Que balanço fazem do ano de 2025 na atividade da vossa empresa?
O nosso balanço é muito positivo. O ano de 2025 em Portugal proporcionou-nos um crescimento de vendas através da nossa rede de distribuição. A marca consolidou-se e o mercado deu-nos uma elevada valorização em termos de qualidade e confiança.
Qual foi, na sua perspetiva, o fator ou acontecimento mais impactante no aftermarket em 2025?
A concorrência na cadeia de abastecimento. Os fornecedores locais na região melhoraram os seus serviços e a sua gestão.
Que mudanças acredita que poderão marcar o aftermarket automóvel em 2026, tendo em conta as transformações recentes do mercado?

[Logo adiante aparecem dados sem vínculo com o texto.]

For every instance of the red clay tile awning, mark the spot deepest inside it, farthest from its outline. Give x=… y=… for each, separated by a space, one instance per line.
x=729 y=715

O mercado começa a confiar nas alianças com operações na própria região. Os distribuidores começam a confiar na eficiência do fornecimento por parte de fornecedores ibéricos, em detrimento das importações provenientes dos países de leste. 2026 será também um ano de crescimento.
Que investimentos e estratégias está a vossa empresa a planear implementar em 2026 e em que áreas?
Da nossa parte, voltaremos a investir na nossa oferta. Ao longo do ano ampliaremos a nossa gama, aumentando referências e introduzindo produtos inovadores da Sampa, para assim gerar um stock disponível e estável, capaz de apoiar os nossos distribuidores e atender às necessidades do mercado entre 24 e 48 horas.